Leos knew it was the wind, tugging rivulets of dust in its wake like whipping snakes, but even so. The land here was bad, hostile. They should never have come.
“Aren’t you glad we came, Leos? Glad!” Agris plodded up the slope behind him, two heavy sacks atop his broad shoulders and a grin splayed across his battered face. “What a land… landscape.” The big man’s smile widened with the achievement of getting the word out, despite his impressive array of verbal tics. Artemis had painstakingly taught it to him a few days before.
“Huh.” Leos hauled his own sack onto his back and looked suspiciously at the sand. “I don’t think I’ve ever been glad of anything, ever.” He peered over his shoulder at the old man labouring up the hillside behind him. Leos lowered his voice. “Especially not of the day we met that old prick.”
Agris grunted and shook his head, but strode on past Leos and through the scrub. He hardly seemed to be breaking a sweat. Leos envied him. Half of his own skin seemed chafed raw from rubbing against wet cloth.

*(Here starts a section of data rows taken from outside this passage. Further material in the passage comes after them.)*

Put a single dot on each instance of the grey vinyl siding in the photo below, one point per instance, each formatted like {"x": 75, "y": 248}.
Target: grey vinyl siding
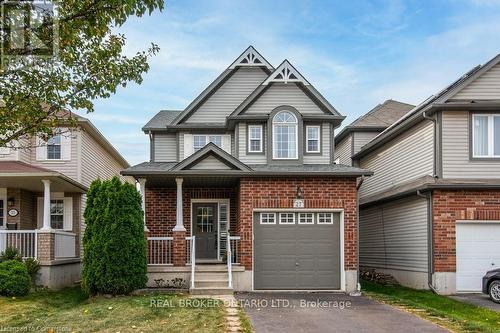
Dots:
{"x": 210, "y": 163}
{"x": 242, "y": 147}
{"x": 96, "y": 161}
{"x": 165, "y": 148}
{"x": 487, "y": 86}
{"x": 343, "y": 151}
{"x": 324, "y": 157}
{"x": 284, "y": 94}
{"x": 456, "y": 150}
{"x": 394, "y": 235}
{"x": 223, "y": 102}
{"x": 361, "y": 139}
{"x": 405, "y": 158}
{"x": 67, "y": 167}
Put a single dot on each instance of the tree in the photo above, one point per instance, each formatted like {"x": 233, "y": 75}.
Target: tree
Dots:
{"x": 114, "y": 259}
{"x": 89, "y": 64}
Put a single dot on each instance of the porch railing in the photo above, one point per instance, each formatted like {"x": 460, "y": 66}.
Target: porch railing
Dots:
{"x": 234, "y": 242}
{"x": 191, "y": 255}
{"x": 64, "y": 245}
{"x": 25, "y": 241}
{"x": 160, "y": 250}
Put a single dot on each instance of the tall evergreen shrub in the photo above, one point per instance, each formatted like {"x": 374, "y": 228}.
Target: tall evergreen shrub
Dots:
{"x": 114, "y": 246}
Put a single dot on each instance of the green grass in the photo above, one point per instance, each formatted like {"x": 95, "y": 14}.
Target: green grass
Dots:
{"x": 70, "y": 311}
{"x": 447, "y": 312}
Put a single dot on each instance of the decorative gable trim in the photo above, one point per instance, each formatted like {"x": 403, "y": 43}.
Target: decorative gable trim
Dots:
{"x": 466, "y": 80}
{"x": 250, "y": 57}
{"x": 286, "y": 73}
{"x": 211, "y": 150}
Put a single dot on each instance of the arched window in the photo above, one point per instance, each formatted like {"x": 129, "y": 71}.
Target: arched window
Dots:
{"x": 285, "y": 135}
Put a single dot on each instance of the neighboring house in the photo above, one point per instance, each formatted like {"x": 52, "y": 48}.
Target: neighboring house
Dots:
{"x": 353, "y": 137}
{"x": 42, "y": 196}
{"x": 245, "y": 172}
{"x": 430, "y": 215}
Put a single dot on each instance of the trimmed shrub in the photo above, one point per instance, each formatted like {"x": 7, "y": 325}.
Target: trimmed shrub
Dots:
{"x": 10, "y": 253}
{"x": 14, "y": 278}
{"x": 114, "y": 259}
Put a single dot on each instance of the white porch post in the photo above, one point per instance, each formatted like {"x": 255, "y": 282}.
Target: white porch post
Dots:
{"x": 46, "y": 204}
{"x": 179, "y": 226}
{"x": 142, "y": 186}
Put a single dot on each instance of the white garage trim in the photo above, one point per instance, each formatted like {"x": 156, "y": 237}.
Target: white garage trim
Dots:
{"x": 315, "y": 210}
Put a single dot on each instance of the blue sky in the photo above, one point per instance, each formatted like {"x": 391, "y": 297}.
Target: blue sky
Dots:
{"x": 356, "y": 53}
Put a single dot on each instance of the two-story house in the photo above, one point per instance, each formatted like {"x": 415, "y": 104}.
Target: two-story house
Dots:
{"x": 430, "y": 215}
{"x": 42, "y": 196}
{"x": 354, "y": 136}
{"x": 244, "y": 174}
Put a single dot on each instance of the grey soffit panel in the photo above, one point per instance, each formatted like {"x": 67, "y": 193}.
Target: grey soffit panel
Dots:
{"x": 298, "y": 256}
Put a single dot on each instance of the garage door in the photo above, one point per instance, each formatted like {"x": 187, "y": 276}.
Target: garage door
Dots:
{"x": 478, "y": 251}
{"x": 295, "y": 250}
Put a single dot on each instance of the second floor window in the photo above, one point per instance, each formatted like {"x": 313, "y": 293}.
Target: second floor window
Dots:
{"x": 255, "y": 138}
{"x": 486, "y": 135}
{"x": 285, "y": 131}
{"x": 312, "y": 144}
{"x": 57, "y": 214}
{"x": 200, "y": 141}
{"x": 54, "y": 148}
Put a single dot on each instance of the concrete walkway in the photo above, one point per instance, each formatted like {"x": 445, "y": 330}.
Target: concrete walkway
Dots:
{"x": 327, "y": 312}
{"x": 481, "y": 300}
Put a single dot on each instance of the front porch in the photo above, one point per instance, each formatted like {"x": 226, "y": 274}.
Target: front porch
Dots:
{"x": 40, "y": 216}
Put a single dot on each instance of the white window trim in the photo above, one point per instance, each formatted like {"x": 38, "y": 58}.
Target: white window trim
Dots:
{"x": 296, "y": 137}
{"x": 318, "y": 139}
{"x": 306, "y": 223}
{"x": 327, "y": 214}
{"x": 269, "y": 214}
{"x": 287, "y": 213}
{"x": 491, "y": 138}
{"x": 261, "y": 145}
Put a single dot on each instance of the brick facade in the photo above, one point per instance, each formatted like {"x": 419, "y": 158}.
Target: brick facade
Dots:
{"x": 326, "y": 192}
{"x": 280, "y": 193}
{"x": 450, "y": 206}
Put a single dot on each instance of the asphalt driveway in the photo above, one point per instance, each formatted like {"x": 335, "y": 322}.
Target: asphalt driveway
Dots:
{"x": 481, "y": 300}
{"x": 327, "y": 312}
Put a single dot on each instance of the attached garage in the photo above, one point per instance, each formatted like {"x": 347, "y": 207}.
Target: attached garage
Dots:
{"x": 478, "y": 251}
{"x": 298, "y": 250}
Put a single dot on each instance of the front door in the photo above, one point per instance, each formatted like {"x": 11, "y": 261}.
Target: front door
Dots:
{"x": 205, "y": 230}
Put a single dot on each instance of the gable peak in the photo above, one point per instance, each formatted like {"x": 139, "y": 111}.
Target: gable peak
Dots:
{"x": 285, "y": 73}
{"x": 251, "y": 58}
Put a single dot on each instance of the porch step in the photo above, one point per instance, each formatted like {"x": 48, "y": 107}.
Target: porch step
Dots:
{"x": 204, "y": 283}
{"x": 211, "y": 291}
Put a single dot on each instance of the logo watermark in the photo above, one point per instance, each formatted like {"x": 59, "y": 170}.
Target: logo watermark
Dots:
{"x": 29, "y": 29}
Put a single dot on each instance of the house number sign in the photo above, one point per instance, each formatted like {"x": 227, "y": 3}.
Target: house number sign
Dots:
{"x": 298, "y": 203}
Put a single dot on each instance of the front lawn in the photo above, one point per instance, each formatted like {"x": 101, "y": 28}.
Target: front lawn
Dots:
{"x": 70, "y": 311}
{"x": 447, "y": 312}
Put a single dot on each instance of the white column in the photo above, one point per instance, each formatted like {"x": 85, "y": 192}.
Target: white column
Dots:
{"x": 179, "y": 226}
{"x": 46, "y": 204}
{"x": 142, "y": 187}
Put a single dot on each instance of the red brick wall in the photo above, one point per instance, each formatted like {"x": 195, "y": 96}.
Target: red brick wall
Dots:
{"x": 161, "y": 207}
{"x": 450, "y": 206}
{"x": 280, "y": 193}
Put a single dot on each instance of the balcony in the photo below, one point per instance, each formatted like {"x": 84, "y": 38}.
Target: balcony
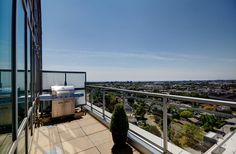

“Young Leos!” Artemis was not far behind now, gripping his heartwood staff tight but showing no sign of fatigue. Leos hated being called ‘young’. He was at least twenty-three, as far as he knew. He turned and watched the crazy old coot as he approached, stopping every few strides to examine a bush, or listen for animal calls.
As he drew level, Artemis held out something wrapped in pale cloth. “Soon you will see why we left the horses behind at the well, and why I brought these.” He pressed the object into Leos’s palm. “You’d better tell our large friend there that he should halt before the ridge. The Sea lies just beyond.”
The red staff dug into the sand, and Artemis resumed his climb, robes flapping in the wind while the sand wriggled around his feet.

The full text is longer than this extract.